Deuxièmement, la gauche devrait être porteuse d’une dynamique de changement faisable en Turquie, et pas simplement d’une dynamique rhétorique. Et cette dynamique du faisable passe aussi par l’ouverture de la Turquie à son environnement géographique, en Europe mais aussi dans les Balkans. Les nationalistes (avec un discours pan-turquiste) ou les islamistes (avec un discours néo-impérial) ont usé et abusé de toutes sortes de projets de grandeur, mais qui n’émanent jamais de la gauche; en politique extérieure, la gauche a toujours adopté un profil très bas, de dénonciation de ces rêves de grandeur au risque du repli sur le pré carré national. L’Union Européenne pourrait devenir un vrai projet sous condition que la gauche turque se considère comme un membre à part entière de la famille des européens luttant pour la construction d’une Europe démocratique et solidaire.
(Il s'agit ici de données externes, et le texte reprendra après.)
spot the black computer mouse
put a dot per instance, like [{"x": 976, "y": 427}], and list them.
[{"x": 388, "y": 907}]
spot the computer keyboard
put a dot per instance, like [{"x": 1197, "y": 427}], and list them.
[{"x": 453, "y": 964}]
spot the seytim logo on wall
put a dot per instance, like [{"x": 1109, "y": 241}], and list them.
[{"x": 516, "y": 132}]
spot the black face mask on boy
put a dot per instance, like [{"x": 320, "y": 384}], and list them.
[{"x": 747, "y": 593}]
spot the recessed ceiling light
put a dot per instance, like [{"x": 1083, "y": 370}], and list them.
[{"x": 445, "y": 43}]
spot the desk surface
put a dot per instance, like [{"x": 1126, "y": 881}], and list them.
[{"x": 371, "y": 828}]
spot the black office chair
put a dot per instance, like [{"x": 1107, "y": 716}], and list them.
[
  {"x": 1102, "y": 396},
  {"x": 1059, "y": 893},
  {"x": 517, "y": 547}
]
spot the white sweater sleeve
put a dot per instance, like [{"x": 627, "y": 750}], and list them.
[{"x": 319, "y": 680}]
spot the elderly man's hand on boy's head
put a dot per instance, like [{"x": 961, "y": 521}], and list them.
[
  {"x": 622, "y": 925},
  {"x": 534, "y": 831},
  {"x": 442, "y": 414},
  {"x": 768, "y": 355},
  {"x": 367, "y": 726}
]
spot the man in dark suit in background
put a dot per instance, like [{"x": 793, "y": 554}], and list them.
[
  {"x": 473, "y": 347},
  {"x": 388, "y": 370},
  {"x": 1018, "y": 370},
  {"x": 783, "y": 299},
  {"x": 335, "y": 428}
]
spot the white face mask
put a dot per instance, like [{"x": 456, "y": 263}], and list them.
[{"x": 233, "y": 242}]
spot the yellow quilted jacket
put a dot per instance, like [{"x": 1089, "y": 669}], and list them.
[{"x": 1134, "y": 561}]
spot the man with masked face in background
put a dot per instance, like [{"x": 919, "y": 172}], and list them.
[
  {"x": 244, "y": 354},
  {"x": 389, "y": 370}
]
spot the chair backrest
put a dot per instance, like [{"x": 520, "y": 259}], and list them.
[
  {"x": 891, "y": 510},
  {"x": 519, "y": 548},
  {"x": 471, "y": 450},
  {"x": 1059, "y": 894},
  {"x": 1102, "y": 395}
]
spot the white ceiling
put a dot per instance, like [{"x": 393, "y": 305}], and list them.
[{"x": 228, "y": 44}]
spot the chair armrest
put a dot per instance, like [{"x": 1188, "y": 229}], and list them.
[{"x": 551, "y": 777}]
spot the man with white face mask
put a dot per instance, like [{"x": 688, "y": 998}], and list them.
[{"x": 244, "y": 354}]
Actuellement, les courants qui poussent en Turquie vers l’intégration européenne sont les islamistes, -c’est paradoxal mais on comprend leur position conjoncturellement- et les Kurdes. Du côté des courants politiques laïcistes de droite ou de gauche, il existe soit une grande pudeur au sujet de l’Europe soit une nette méfiance. La gauche turque, kurde et autres, la gauche de la Turquie pourrait être porteuse du projet de démocratisation du pays à travers la dynamique d’adhésion à l’Union européenne. Après tout, même si cette adhésion ne se réalise pas un jour, l’essentiel pour la gauche serait l’effet de levier que peut jouer cette procédure d’adhésion, c’est à dire les acquis démocratiques, la transformation de la structure politique autoritaire de la République, la désacralisation de l’Etat, l’affirmation de la figure du citoyen, la reconnaissance de la pluralité des identités culturelles, politiques et ethniques et l’acceptation des droits sociaux comme la base de la solidarité citoyenne. La plupart des européens et la majorité des dominants en Turquie ont tendance à voir l’intégration sous l’angle de l’Union douanière. Il n’envisage même pas d’équilibrer cette intégration par une ouverture du marché du travail. Ils se plaisent dans cette version faussement libérale de l’intégration. La gauche turque pourrait justement être porteuse de la revendication d’une vraie intégration et non pas d’une intégration limitée à la libre circulation des biens, des services et des capitaux et qui, du coup, déséquilibre les rapports de force entre le capital et le travail en Turquie.